As previous literature updates, I have performed a PubCrawler search looking for football articles in NCBI Medline (PubMed) and GenBank databases.

Following studies were retrieved for this week:

 

#1 Plantar pressure asymmetry and risk of stress injuries in the foot of young soccer players
Reference: Phys Ther Sport. 2016 Oct 24. pii: S1466-853X(16)30129-8. doi: 10.1016/j.ptsp.2016.10.001. [Epub ahead of print]
Authors: Azevedo RR, da Rocha ES, Franco PS, Carpes FP
Summary: Asymmetries in the magnitude of plantar pressure are considered a risk factor for stress fracture of the fifth metatarsal in soccer athletes. The objective was to investigate the presence of plantar pressure asymmetries among young soccer athletes. Thirty young adolescents divided into a soccer player group (n = 15) or a matched control group (n = 15) participated in this study. Mean plantar pressure was determined for seven different regions of the foot. Data were compared between the preferred and non-preferred foot, and between the groups, during barefoot standing on a pressure mat system. Higher pressure was found in the hallux, 5th metatarsal and medial rearfoot of the non-preferred foot in the young soccer players. These asymmetries were not observed in the control group. Magnitudes of plantar pressure did not differ between the groups. Young soccer players present asymmetries in plantar pressure in the hallux, 5th metatarsal and medial rearfoot, with higher pressure observed in the non-preferred foot.
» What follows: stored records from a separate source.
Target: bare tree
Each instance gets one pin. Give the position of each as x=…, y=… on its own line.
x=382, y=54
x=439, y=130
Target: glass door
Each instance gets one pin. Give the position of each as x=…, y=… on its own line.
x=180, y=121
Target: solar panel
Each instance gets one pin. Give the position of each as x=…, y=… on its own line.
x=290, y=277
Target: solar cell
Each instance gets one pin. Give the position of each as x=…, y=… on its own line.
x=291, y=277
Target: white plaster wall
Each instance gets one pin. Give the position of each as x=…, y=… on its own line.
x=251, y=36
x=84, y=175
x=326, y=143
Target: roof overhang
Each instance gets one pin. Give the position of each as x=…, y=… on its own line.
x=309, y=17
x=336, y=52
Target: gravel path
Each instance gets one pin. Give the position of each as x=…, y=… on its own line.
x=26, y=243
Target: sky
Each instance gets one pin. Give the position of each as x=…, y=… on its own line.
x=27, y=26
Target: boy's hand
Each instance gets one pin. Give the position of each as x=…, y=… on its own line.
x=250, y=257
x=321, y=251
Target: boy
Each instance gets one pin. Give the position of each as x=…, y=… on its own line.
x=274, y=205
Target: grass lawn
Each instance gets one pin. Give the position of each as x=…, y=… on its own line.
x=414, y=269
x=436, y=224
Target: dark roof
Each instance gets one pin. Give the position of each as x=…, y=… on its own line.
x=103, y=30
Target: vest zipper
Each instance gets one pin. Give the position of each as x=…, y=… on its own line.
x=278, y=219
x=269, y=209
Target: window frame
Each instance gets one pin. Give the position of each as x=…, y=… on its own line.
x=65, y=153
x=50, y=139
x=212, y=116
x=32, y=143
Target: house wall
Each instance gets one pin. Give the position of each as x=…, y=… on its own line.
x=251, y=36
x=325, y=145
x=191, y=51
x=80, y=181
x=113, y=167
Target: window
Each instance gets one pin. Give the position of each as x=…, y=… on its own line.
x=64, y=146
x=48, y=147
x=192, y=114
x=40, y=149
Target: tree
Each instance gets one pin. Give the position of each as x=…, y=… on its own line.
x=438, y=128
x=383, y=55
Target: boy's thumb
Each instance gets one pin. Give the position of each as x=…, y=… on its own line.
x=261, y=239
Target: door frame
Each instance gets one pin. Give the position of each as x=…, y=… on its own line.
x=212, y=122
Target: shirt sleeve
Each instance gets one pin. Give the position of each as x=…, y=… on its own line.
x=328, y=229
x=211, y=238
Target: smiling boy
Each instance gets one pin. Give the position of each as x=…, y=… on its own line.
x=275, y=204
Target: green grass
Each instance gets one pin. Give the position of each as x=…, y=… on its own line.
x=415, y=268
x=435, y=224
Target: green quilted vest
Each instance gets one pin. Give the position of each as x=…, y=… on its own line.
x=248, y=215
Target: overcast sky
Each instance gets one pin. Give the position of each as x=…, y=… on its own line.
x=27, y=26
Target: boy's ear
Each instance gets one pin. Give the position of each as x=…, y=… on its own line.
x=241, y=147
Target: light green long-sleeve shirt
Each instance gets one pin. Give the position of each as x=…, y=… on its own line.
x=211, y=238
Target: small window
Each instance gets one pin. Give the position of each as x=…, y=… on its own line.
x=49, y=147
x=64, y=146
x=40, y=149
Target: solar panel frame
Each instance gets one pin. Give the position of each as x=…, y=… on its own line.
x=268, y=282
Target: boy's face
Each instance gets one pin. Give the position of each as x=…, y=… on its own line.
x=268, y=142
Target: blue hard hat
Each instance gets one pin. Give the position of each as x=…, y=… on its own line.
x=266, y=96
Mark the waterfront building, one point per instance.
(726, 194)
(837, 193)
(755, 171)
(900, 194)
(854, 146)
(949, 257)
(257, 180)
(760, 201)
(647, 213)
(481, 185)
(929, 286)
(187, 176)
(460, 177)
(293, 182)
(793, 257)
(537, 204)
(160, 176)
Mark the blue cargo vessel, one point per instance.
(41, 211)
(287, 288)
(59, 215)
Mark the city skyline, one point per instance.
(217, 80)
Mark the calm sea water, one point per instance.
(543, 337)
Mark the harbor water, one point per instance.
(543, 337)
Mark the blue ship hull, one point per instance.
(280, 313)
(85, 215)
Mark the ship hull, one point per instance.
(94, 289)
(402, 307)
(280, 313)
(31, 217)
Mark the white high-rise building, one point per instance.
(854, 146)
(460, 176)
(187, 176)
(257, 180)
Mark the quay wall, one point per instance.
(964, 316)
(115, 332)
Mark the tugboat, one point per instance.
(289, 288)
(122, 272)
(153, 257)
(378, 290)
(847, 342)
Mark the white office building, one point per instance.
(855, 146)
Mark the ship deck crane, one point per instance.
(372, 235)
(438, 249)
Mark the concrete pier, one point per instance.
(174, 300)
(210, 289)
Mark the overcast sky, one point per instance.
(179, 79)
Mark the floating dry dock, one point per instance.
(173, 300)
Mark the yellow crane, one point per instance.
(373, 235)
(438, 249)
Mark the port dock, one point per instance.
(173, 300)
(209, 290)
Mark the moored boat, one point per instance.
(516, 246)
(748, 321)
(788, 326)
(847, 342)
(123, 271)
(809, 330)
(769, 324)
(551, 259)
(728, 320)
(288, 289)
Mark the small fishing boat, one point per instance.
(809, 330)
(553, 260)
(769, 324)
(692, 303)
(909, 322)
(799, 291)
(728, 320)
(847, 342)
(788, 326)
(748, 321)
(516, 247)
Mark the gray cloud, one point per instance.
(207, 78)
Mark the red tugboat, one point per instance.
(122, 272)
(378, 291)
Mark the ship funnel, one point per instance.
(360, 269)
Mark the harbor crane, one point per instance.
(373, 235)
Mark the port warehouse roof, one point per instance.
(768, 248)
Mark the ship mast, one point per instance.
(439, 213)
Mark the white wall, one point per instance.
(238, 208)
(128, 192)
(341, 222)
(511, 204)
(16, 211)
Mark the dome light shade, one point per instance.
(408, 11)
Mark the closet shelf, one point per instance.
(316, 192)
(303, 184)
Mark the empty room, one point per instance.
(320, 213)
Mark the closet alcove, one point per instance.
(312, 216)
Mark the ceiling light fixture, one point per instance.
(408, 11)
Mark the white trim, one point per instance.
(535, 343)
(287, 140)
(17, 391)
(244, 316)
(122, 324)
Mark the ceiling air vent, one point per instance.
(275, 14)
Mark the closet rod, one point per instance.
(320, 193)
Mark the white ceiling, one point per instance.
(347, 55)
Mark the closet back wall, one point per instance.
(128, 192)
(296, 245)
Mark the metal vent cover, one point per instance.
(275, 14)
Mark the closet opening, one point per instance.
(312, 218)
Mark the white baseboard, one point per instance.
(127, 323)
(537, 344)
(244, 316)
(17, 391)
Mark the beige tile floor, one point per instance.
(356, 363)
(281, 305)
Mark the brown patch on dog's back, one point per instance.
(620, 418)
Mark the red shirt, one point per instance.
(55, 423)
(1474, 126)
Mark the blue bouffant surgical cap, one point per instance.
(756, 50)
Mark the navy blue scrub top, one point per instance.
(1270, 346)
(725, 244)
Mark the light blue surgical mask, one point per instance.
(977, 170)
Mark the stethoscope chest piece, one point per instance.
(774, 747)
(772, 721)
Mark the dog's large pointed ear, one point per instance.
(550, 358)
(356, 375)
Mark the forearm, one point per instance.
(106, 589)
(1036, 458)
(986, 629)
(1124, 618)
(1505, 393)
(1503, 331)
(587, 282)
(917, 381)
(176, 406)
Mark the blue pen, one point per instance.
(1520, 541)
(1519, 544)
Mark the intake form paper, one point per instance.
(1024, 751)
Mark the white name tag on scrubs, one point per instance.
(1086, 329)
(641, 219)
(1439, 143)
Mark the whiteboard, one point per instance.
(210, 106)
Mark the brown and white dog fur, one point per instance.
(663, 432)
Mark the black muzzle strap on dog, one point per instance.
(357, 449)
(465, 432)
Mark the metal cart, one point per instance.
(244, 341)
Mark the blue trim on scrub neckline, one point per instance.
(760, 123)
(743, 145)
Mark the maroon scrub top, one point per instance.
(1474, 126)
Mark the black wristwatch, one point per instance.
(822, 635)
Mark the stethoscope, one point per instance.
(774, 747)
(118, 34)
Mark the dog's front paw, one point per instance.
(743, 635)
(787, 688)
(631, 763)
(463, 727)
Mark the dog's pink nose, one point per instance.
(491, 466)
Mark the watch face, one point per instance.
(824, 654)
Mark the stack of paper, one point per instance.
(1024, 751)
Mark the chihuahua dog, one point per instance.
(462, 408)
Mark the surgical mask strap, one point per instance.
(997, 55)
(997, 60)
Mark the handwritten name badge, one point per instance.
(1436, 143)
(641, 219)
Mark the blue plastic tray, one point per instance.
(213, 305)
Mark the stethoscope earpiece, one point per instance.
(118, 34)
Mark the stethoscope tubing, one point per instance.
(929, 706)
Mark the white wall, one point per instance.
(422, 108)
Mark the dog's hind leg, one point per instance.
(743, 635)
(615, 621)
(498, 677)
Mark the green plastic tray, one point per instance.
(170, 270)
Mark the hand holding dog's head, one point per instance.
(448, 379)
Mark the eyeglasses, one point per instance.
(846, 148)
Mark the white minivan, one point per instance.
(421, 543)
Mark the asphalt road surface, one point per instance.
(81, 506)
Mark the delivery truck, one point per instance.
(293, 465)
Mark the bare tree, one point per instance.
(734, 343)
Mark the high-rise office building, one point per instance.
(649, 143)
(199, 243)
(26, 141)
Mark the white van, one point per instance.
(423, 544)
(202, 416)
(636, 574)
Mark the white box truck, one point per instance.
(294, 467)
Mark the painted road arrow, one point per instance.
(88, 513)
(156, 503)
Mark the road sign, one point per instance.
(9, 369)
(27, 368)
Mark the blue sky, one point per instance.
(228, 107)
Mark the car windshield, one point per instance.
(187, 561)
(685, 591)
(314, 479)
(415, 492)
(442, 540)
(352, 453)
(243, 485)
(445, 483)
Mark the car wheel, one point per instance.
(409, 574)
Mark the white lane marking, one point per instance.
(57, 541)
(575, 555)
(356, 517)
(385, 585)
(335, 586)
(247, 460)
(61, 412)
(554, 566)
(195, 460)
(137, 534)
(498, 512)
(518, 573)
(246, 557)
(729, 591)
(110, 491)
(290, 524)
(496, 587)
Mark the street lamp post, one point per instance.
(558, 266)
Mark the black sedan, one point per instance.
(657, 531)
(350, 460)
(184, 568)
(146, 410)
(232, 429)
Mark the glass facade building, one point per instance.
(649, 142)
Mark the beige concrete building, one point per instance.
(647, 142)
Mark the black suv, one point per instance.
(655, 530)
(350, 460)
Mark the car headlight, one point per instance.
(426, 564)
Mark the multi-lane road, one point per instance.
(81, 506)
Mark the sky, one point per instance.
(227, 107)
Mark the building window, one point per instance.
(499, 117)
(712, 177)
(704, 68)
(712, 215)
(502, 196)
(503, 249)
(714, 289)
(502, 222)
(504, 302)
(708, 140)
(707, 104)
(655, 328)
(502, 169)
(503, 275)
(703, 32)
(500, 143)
#2 The acute:chonic workload ratio in relation to injury risk in professional soccer
Reference: J Sci Med Sport. 2016 Nov 9. pii: S1440-2440(16)30230-4. doi: 10.1016/j.jsams.2016.10.014. [Epub ahead of print]
Authors: Malone S, Owen A, Newton M, Mendes B, Collins KD, Gabbett TJ
Summary: The objective was to examine the association between combined sRPE measures and injury risk in elite professional soccer. Forty-eight professional soccer players (mean±SD age of 25.3±3.1 yr) from two elite European teams were involved within a one season study. Players completed a test of intermittent-aerobic capacity (Yo-YoIR1) to assess player's injury risk in relation to intermittent aerobic capacity. Weekly workload measures and time loss injuries were recorded during the entire period. Rolling weekly sums and week-to-week changes in workload were measured, allowing for the calculation of the acute:chronic workload ratio, which was calculated by dividing the acute (1-weekly) and chronic (4-weekly) workloads. All derived workload measures were modelled against injury data using logistic regression. Odds ratios (OR) were reported against a reference group. Players who exerted pre-season 1-weekly loads of ≥1500 to ≤2120AU were at significantly higher risk of injury compared to the reference group of ≤1500AU (OR=1.95, p=0.006). Players with increased intermittent-aerobic capacity were better able to tolerate increased 1-weekly absolute changes in training load than players with lower fitness levels (OR=4.52, p=0.011). Players who exerted in-season acute:chronic workload ratios of >1.00 to <1.25 (OR=0.68, p=0.006) were at significantly lower risk of injury compared to the reference group (≤0.85). These findings demonstrate that an acute:chronic workload of between 1.00 and 1.25 is protective for professional soccer players. A higher intermittent-aerobic capacity appears to offer greater injury protection when players are exposed to rapid changes in workload in elite soccer players. Moderate workloads, coupled with moderate-low to moderate-high acute:chronic workload ratios, appear to be protective for professional soccer players.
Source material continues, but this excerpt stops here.